There has been confusion among residents over who is listed and what kind of information is available; there's been outrage over notification requirements in some communities when residents learn a sex offender is in their midst; and some say the registry gives residents a false sense of security.
"My experience has been when you deal with sex offenders, while they're on probation or under some sort of supervision, they can remain arrest-free, but the minute they're no longer (under) supervision, they kind of fall off the trolley, so it may actually act as a deterrent," Garo said.
But, she warned, when communities use the information as a tool to drive a sex offender out of a community, everyone loses.

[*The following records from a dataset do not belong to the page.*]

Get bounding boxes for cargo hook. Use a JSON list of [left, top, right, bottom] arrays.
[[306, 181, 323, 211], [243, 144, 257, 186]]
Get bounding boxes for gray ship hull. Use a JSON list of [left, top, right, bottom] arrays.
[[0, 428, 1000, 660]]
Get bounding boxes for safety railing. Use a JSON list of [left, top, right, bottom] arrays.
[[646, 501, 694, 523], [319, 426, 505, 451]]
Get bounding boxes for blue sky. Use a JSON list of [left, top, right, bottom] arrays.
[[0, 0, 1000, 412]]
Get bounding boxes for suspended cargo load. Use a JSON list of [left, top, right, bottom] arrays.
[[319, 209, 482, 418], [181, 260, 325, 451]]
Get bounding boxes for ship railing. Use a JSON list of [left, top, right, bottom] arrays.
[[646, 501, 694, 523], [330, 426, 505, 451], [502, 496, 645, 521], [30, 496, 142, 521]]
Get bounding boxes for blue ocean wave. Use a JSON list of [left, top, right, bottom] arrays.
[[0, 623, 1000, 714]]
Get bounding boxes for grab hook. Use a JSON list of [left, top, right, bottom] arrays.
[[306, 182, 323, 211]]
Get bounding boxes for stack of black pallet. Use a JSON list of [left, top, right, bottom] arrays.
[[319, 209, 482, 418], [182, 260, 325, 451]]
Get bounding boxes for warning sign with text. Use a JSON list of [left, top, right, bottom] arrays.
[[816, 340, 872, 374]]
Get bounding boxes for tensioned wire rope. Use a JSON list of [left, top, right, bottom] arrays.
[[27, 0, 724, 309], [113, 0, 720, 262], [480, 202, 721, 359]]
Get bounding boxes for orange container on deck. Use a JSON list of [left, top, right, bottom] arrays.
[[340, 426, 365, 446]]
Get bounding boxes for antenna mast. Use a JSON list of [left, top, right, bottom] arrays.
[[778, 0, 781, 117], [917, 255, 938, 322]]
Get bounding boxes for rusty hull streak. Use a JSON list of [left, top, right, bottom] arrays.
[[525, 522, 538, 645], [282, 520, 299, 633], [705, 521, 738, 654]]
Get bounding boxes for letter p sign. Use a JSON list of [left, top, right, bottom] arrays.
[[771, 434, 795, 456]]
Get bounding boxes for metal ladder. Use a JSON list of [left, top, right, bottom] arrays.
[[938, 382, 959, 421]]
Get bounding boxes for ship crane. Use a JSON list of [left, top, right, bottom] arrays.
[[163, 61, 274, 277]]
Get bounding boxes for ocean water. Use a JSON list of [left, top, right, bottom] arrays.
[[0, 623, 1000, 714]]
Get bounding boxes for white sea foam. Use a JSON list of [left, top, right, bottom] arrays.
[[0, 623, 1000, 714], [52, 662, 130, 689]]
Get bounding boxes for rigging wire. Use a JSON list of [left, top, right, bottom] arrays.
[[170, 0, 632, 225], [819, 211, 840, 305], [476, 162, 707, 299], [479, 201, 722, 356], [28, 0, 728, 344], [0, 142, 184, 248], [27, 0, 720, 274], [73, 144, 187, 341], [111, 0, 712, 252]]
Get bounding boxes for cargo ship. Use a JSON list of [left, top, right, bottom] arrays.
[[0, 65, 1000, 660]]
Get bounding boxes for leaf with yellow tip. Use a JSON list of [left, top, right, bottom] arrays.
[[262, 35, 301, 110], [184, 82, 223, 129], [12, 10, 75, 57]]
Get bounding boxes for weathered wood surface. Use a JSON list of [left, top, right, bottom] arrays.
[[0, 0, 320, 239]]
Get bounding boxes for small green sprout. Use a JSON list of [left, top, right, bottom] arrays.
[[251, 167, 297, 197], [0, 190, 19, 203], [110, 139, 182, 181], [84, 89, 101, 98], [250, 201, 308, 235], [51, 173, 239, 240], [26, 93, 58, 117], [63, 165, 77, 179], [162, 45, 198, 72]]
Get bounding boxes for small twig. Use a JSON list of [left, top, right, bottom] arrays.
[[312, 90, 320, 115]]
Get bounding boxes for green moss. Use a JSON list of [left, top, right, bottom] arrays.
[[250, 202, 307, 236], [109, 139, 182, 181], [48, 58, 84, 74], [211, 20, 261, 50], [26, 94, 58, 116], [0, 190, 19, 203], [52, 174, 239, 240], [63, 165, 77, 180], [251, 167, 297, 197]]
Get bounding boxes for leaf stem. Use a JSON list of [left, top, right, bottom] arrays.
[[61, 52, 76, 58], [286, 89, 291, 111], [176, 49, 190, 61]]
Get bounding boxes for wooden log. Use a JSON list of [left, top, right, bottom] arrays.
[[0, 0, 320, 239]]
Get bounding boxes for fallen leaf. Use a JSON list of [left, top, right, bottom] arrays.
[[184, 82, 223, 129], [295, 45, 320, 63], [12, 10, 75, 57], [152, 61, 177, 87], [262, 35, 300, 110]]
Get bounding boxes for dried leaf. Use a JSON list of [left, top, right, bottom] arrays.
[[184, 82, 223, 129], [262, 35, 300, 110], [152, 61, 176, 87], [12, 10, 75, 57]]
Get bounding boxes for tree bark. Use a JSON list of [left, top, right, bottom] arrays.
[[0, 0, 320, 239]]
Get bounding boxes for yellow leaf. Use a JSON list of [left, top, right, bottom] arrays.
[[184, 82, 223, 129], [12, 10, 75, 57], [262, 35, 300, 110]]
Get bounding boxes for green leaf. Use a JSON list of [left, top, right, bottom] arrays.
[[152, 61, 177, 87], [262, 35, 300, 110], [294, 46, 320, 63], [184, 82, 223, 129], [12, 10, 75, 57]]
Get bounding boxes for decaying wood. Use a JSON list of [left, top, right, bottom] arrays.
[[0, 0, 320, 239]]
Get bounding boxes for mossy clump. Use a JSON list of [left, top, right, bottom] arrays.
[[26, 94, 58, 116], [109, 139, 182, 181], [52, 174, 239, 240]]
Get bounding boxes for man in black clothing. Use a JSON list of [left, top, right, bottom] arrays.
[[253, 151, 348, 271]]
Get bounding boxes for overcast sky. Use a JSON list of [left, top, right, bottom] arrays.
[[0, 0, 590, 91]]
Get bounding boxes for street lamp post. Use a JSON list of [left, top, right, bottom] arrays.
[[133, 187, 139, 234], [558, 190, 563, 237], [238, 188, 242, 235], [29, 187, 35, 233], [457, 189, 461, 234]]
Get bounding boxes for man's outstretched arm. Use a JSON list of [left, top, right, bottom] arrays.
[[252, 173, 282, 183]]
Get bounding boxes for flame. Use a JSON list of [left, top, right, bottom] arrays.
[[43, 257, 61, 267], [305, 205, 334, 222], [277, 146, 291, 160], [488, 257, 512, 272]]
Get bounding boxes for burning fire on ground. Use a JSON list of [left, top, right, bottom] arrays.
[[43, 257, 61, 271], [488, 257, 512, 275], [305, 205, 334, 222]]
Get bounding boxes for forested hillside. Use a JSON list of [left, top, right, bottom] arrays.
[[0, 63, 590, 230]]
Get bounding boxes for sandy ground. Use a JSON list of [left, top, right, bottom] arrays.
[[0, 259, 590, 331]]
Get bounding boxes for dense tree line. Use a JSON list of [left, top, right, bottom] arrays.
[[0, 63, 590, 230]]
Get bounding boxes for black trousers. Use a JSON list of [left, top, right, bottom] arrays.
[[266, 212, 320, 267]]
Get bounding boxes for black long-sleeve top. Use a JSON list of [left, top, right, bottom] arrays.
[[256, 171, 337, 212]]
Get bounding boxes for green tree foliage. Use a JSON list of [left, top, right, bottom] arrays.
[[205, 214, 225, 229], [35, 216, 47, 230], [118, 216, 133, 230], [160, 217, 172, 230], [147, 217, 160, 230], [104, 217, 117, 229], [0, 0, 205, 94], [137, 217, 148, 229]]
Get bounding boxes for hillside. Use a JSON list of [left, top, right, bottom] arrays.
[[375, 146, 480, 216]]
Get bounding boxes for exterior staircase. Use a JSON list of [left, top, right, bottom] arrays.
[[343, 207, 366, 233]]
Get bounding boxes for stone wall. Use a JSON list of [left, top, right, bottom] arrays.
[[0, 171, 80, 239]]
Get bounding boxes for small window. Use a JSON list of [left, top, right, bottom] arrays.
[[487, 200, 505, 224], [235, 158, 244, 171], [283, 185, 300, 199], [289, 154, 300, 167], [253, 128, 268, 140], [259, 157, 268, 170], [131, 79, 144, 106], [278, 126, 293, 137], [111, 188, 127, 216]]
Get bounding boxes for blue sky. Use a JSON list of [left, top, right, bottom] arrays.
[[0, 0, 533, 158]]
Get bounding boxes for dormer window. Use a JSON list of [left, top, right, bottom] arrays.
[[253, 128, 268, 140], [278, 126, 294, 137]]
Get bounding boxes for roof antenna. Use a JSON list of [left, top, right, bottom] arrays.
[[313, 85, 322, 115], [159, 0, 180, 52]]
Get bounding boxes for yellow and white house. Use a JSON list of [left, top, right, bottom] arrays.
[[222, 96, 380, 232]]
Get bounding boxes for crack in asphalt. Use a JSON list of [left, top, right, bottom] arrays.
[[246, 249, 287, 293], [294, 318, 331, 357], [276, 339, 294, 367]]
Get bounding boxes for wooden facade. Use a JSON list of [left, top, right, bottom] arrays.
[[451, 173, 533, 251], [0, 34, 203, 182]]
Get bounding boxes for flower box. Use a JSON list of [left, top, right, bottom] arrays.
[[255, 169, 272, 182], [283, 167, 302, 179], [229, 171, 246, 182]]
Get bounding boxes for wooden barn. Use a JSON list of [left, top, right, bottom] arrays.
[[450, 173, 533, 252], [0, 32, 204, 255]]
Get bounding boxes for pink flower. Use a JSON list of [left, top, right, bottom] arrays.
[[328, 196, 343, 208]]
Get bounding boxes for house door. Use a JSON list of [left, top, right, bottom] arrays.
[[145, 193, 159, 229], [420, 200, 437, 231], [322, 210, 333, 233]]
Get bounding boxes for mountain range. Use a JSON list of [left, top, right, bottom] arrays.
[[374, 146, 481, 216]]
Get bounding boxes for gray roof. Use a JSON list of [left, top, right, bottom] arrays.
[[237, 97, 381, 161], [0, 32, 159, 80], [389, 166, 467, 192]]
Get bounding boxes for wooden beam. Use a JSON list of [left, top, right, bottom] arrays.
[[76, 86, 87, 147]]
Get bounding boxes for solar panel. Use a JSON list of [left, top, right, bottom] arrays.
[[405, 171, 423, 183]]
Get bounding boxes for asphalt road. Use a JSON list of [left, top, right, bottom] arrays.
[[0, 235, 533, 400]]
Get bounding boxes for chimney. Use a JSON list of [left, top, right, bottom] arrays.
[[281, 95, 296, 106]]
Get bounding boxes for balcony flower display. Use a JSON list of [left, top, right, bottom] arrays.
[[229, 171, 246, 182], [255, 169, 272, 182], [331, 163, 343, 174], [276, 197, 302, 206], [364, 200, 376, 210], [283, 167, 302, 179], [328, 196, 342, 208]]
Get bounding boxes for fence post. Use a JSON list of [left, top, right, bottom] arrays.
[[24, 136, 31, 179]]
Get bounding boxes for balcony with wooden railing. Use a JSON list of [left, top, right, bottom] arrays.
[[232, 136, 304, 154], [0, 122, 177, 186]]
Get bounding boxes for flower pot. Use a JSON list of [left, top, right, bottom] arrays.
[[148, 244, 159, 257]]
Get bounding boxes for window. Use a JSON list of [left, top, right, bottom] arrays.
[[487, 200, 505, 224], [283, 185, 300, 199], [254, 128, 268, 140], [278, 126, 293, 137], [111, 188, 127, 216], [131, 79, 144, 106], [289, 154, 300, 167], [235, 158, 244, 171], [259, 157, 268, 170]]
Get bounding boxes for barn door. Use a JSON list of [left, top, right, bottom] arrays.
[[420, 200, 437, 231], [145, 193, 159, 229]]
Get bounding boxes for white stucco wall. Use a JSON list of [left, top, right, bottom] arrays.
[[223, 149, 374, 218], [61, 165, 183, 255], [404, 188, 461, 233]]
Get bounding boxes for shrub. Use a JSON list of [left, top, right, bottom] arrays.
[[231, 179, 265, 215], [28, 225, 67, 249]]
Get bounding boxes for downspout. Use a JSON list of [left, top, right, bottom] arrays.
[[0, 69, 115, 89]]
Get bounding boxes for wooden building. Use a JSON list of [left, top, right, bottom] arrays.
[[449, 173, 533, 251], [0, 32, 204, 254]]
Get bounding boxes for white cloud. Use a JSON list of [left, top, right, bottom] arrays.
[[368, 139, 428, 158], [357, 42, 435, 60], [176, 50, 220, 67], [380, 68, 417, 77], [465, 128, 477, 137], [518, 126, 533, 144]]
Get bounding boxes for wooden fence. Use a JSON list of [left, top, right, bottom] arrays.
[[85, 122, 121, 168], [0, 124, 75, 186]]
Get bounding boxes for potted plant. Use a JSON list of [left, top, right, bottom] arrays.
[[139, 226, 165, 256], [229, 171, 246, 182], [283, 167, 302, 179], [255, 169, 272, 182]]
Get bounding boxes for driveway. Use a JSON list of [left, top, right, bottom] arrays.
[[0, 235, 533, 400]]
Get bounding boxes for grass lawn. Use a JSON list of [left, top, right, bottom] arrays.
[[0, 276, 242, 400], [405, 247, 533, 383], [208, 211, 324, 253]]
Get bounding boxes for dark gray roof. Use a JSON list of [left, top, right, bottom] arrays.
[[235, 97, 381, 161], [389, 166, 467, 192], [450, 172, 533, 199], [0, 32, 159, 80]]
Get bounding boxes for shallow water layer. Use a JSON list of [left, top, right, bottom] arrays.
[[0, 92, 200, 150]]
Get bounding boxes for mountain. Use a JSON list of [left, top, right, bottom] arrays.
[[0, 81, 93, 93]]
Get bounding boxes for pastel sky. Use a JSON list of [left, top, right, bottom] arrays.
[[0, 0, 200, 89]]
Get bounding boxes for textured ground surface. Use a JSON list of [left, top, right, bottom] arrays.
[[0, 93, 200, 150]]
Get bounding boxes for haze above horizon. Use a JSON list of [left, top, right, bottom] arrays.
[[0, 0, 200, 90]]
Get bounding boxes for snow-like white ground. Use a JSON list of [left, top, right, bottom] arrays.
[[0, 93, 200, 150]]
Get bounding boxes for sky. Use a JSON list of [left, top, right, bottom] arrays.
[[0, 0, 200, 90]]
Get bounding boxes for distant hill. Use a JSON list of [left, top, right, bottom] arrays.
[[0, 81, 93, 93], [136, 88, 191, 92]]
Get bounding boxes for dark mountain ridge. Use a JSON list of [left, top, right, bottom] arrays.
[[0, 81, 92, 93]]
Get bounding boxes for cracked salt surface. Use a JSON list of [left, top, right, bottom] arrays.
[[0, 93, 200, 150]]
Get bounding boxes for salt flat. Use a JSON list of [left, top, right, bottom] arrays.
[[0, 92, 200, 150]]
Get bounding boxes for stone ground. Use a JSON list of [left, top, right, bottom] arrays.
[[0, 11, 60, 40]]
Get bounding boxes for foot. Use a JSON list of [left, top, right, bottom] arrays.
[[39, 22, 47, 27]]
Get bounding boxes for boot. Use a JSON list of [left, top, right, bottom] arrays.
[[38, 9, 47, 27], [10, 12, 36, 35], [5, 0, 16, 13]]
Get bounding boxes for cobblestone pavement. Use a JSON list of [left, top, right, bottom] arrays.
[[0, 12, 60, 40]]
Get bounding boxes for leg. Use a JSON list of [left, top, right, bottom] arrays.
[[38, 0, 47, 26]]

"Your child is so unlikely to be molested by some level 3 predator offender," Garo said. "When you create this atmosphere where you want to run them out of town, unfortunately all that does is drive that person out of that location and possibly into not complying with the registration component. That mob mentality really is detrimental to the community."
On that point, Smith concurs.
"Knowing who these birds are is a very helpful thing on some level," she said. "Aren't you better off to know where he is and what he looks like than not know who they are?"
The registry notes that anyone who uses the information provided "to injure, harass or commit a criminal act against any person may be subject to criminal prosecution."
SMITH SAID parents, by using the registry, can identify people their children should be taught to avoid. But, she warned, they shouldn't be less vigilant because someone isn't on the registry.
"Most of the people that we are prosecuting do not appear on any sex offender list," Smith said. "Proportionately, it is not a big portion of the caseload here.
"Parents need to be vigilant of anybody their kid is spending time with," she added. "That doesn't mean they should be freaked out. Be vigilant, but not paranoid."
SAID GARO: "If you want to protect your kid from being offended against, supervise your children, teach your children how to defend themselves, and, when in doubt, don't leave your children with men.
"If you use (the registry) as a tool, it informs, it prepares you. That's what it's designed to do," Garo said.
"THE INTENTION of the registry is to just make information available to the community so parents and individuals can make decisions about keeping children safe," said Jessica Scarpetti, a spokeswoman for the state Division of Criminal Justice Services.
"That's the purpose of the registry."